Gilles a tout d’abord commencé dans la grande finance. Avec un MBA de la prestigieuse université américaine de Hartford, il a ensuite intégré la direction Financière IBM Europe et ensuite d’IBM Corporation (headquarters mondial). Puis, peu à peu, la passion boursière le gagnant, il s’est tourné vers les activités de trading.

Cela fait maintenant 20 ans que Gilles trade sur les marchés et il se consacre exclusivement à cette activité depuis une dizaine d’années.

Dès 2008, il fut l’un des premiers à pressentir les modifications profondes qu’allaient occasionner l’utilisation intensive des algorithmes sur les marchés financiers ; il a su s’adapter en mettant en place de nouvelles stratégies de trading répondant à ce nouvel environnement. Il créa donc son propre système de trading tout à fait spécifique et basé sur des concepts innovants.
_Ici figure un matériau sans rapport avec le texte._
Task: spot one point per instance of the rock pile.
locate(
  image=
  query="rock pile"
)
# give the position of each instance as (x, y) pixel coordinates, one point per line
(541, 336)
De façon à prouver la validité de son approche, il reste l’un des rares traders/analystes à poster régulièrement ses prises de position en « Live » sur un site d’Analyse Technique de renommée ( Univers Bourse ) où il partage l’intégralité sa méthodologie.

Il intervient désormais dans La Bourse au Quotidien afin de partager son expérience et de proposer ses analyses et sa méthode au plus grand nombre.